How we see depends on where we are in our lives and with whom we travel. Leff chose his companions wisely. In consecutive journeys his neighbor and friend Alan, a veteran city planner; his son Josh, an energetic eleven-year-old; and his sweetheart Pamela, a compassionate professional caregiver, added their perspectives to Leff’s own experiences as a government official in natural resources policy. Not so much sight seeing as sight seeking, together they explored a geography of the imagination as well as the rich natural and human histories of the rivers and their communities.

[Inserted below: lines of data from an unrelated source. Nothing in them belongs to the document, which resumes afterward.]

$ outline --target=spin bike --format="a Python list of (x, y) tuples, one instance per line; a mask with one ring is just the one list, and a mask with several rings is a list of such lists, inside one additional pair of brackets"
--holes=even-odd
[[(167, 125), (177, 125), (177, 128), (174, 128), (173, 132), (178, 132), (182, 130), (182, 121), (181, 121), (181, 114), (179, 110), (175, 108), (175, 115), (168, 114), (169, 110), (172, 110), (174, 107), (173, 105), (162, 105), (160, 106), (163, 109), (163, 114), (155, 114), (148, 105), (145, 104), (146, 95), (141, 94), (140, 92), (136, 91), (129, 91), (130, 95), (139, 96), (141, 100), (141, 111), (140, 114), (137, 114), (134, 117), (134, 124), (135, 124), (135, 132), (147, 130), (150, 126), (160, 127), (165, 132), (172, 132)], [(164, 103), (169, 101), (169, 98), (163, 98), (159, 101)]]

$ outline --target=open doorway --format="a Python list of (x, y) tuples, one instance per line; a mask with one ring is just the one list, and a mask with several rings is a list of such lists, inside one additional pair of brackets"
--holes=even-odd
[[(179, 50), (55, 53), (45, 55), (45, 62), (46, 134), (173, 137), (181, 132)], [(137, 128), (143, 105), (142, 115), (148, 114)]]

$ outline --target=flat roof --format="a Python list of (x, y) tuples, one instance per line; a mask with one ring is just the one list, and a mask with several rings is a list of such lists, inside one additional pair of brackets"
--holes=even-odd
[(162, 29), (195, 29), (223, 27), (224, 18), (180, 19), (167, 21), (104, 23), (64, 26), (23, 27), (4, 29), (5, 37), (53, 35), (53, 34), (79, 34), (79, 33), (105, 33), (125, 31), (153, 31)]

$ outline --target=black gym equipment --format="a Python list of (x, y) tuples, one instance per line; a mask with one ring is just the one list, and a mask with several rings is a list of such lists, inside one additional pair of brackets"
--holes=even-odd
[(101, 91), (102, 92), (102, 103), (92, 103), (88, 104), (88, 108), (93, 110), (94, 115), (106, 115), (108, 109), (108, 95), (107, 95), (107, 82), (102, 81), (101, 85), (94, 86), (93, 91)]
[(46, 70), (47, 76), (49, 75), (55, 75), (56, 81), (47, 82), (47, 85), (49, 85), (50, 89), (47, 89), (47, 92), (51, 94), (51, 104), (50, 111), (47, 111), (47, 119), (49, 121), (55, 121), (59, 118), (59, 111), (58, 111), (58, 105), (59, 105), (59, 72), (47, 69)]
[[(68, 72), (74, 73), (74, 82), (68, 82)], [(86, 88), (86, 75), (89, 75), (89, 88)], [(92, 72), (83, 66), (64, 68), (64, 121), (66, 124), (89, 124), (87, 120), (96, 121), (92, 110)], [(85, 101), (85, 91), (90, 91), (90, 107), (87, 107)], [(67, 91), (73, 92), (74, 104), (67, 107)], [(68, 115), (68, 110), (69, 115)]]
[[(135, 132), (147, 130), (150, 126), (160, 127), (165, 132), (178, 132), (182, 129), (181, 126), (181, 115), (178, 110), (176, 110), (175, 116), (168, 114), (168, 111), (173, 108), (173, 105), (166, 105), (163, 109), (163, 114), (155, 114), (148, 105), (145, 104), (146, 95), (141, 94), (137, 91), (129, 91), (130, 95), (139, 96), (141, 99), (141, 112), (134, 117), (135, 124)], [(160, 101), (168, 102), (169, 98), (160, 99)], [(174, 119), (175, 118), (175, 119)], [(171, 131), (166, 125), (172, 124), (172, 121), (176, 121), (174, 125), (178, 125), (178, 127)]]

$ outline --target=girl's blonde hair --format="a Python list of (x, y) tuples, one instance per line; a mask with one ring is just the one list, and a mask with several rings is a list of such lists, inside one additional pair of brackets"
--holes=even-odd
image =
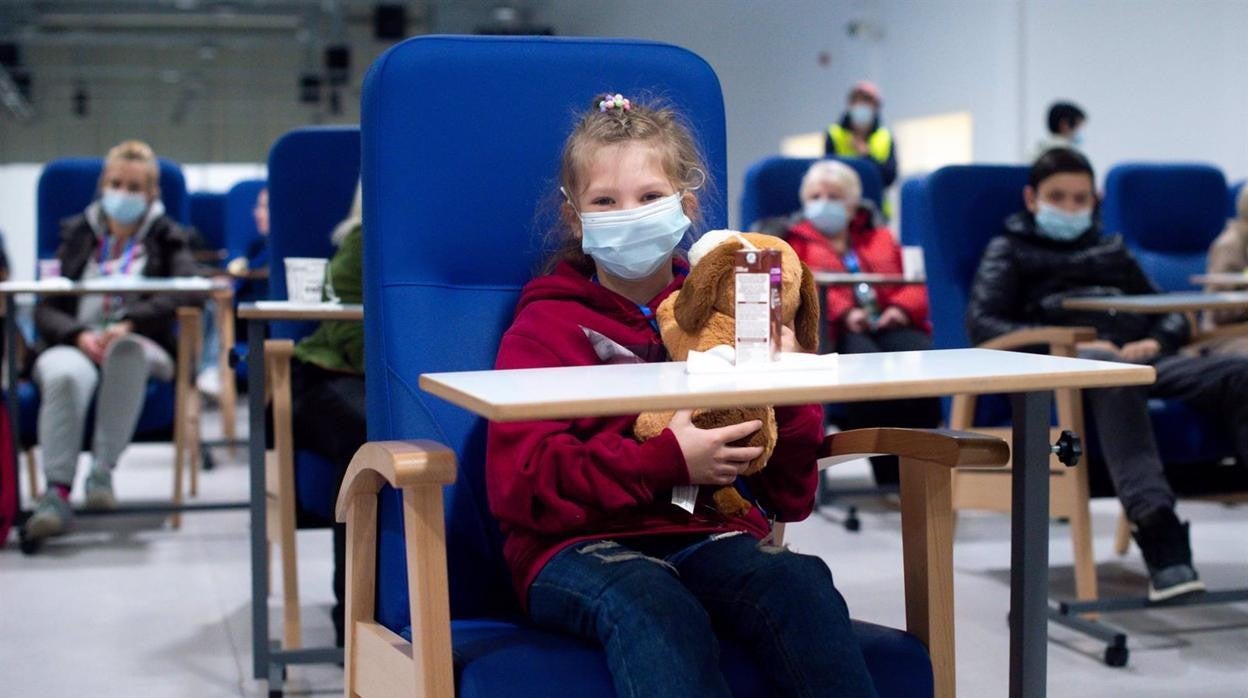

The heightened awareness of deep travel demands that we immerse ourselves fully in places and realize that they exist in time as well as space. Its mindfulness enriches the experience and makes the voyager worthy of the journey. Leff’s intriguing, contemplative deep travel along these historic rivers presents a methodology for exploration that will enrich any trip.
PUBLISHERS WEEKLY
If canoeing down a slow river is your idea of fun, you may enjoy this travelogue from Leff, an author (The Last Undiscovered Place), poet and former deputy environmental commissioner of Connecticut. Retracing a short trip down the Concord and Merrimack rivers taken by the Thoreau brothers in 1839, Leff doesn't leave the babbling to the water, lecturing readers and occasional co-travelers (his son, his girlfriend, his neighbor). The idea he calls "deep travel" is an investigative-improvisational mode of travel that requires extraordinary attention: "One observation leads to another and questions beget... delicious distractions." Leff travels through former mill towns and defunct canals, paddling waters wide, narrow, polluted and occasionally populated. Leff weaves heavy-handed history lessons into the narrative, researched and presented as meticulously as Thoreau's work. Along with standard nature issues like disappearing bird species and industrial development on New England's waterways, "delicious distractions" include fatherhood, love and city planning. Leff's "forensic" sensibility ("to see the landscape as the coroner sees a body") makes this an intersection of the clinical and the transcendental: a detailed, dense journey, reminiscent of Thoreau's own work.